Когда приехали мама с Вечиком, осень уже во всю вступала в свои права. Вскоре выпал первый снег. А ещё через две недели завыл морозный ветер, замели метели, и скоро наш домик и весь «лагпункт» погрузились в снег по самые окна.
Наступила ранняя зима. В морозные дни, когда дымки из труб поднимались вертикально вверх и постепенно таяли в небе, извечная тишина лежала над тайгой, дремлющей под снегом, а с наступлением сумерек одно за другим приветливо зажигались маленькие окошки домиков под снеговыми шапками — казалось, мир и покой должны были сходить на души людей в этом заколдованном снежном царстве…
Но не было мира и покоя под крышами лазаретных бараков. Сотни разных людей были собраны сюда с самыми разными судьбами. У кого-то позади остались университеты, работа на высоком уровне; у большинства — тяжелый деревенский труд; почти у всех где-то в другом мире семьи, у некоторых — в таких же затерянных лагерях. Объединяло их одно: почти все попали сюда с одной и той же болезнью — острой дистрофией на почве голода, и почти для ВСЕХ впереди была одинаковая дорога — на лагерное кладбище, (не обнесенное никакой оградой), где на ровном поле разбросаны были столбики с номерами на них. Под каждым таким столбиком находили последнее пристанище 15–20 человек.
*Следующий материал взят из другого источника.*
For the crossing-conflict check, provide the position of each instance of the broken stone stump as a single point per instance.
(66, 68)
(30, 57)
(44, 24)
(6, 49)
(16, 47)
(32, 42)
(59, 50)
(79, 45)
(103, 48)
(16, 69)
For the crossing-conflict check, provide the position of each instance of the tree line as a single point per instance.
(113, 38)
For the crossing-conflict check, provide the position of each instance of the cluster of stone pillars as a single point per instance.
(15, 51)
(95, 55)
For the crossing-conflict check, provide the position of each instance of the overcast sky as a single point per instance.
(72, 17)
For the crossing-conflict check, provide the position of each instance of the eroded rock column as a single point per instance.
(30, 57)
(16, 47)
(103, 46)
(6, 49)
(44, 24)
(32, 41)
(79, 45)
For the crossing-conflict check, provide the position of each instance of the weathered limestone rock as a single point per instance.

Единственное лекарство, которое могло бы помочь больным лазарета — достаточное питание — было недоступно, и люди медленно гасли.
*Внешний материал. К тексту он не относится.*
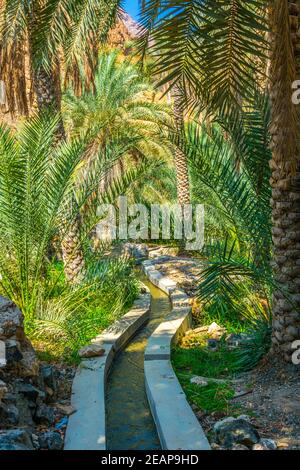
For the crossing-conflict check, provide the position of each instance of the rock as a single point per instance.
(92, 350)
(200, 329)
(215, 331)
(201, 381)
(265, 444)
(239, 447)
(30, 392)
(20, 355)
(16, 439)
(67, 410)
(44, 414)
(13, 352)
(215, 446)
(11, 320)
(137, 251)
(35, 441)
(51, 440)
(3, 389)
(49, 376)
(232, 431)
(9, 414)
(49, 393)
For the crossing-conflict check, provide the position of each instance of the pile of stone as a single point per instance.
(139, 252)
(28, 390)
(239, 434)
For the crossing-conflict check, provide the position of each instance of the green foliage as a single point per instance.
(121, 107)
(37, 181)
(250, 353)
(216, 43)
(69, 317)
(199, 361)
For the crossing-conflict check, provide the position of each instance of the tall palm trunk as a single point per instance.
(183, 185)
(46, 86)
(182, 173)
(47, 90)
(285, 181)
«Вольнонаемные» — как я, тоже жили впроголодь, но мы не были так истощены, как наши пациенты в бараках. Спасала картошка, которую выращивали все на делянках у домов и на отшибе, а также сушёные грибы, которых в тайге было изобилие, и которые мы сушили впрок на зиму. Поскольку мама с Вечиком приехали ко мне по разрешению лагерного начальства, то и им полагалась иждивенческая хлебная пайка в 300 г. в день. Кроме того, я приносила домой половину своего, а частенько и Тевия Израилевича больничного обеда.
В первый год нам пришлось покупать картошку у охранников по еле доступной нам цене, но на следующий год мы насадили прямо около домика небольшую делянку картошки, которой, увы, нам кое-как хватило только до нового года. Грибы, которых, казалось, мы насушили целую кучу, тоже как то быстро съелись, так что нас опять ожидали довольно голодные остаток зимы и весна. Не рассчитали. Придется опять докупать у охранников по их сволочным ценам…
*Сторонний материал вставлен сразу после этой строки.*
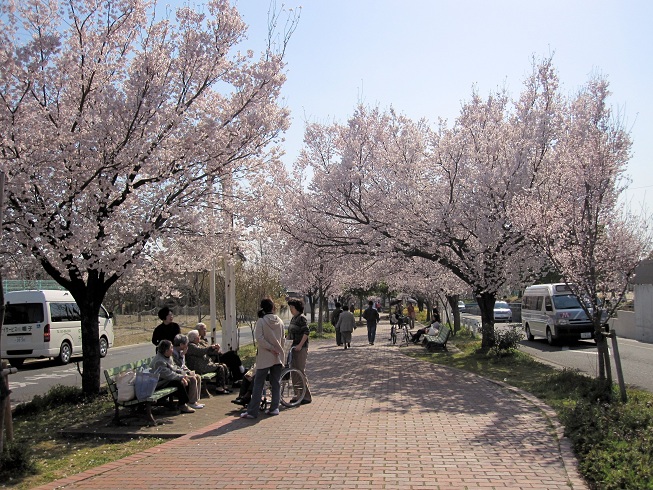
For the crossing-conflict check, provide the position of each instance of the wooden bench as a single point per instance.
(439, 341)
(112, 373)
Как проходила наша жизнь в Тимшере? В общем — довольно однообразно. С утра Вечка и зимой и летом спускался с ведёрком по ступенчатой дорожке к Тимшеру за водой. Летом и осенью купался. По его возвращении мы все вместе, (если я не была на дежурстве), завтракали, и я убегала в больницу на целый день Когда могла, забегала минут на пятнадцать в обед, прихватив чего-то съестного из своей порции.
Зимой после снегопадов и метелей день начинался с откапывания от снега всего вокруг — начиная с окон и кончая тропой, вернее траншеей, ведущей от нашей хижины к проложенной охранниками на дровнях с лошадьми колее от нашего посёлка к больнице. Долгими зимними вечерами, при свете чадящей «лампады», чтобы как-то развлечь маму и Вечку, я предавалась воспоминаниям вслух, или сочиняла на ходу какие-либо забавные истории.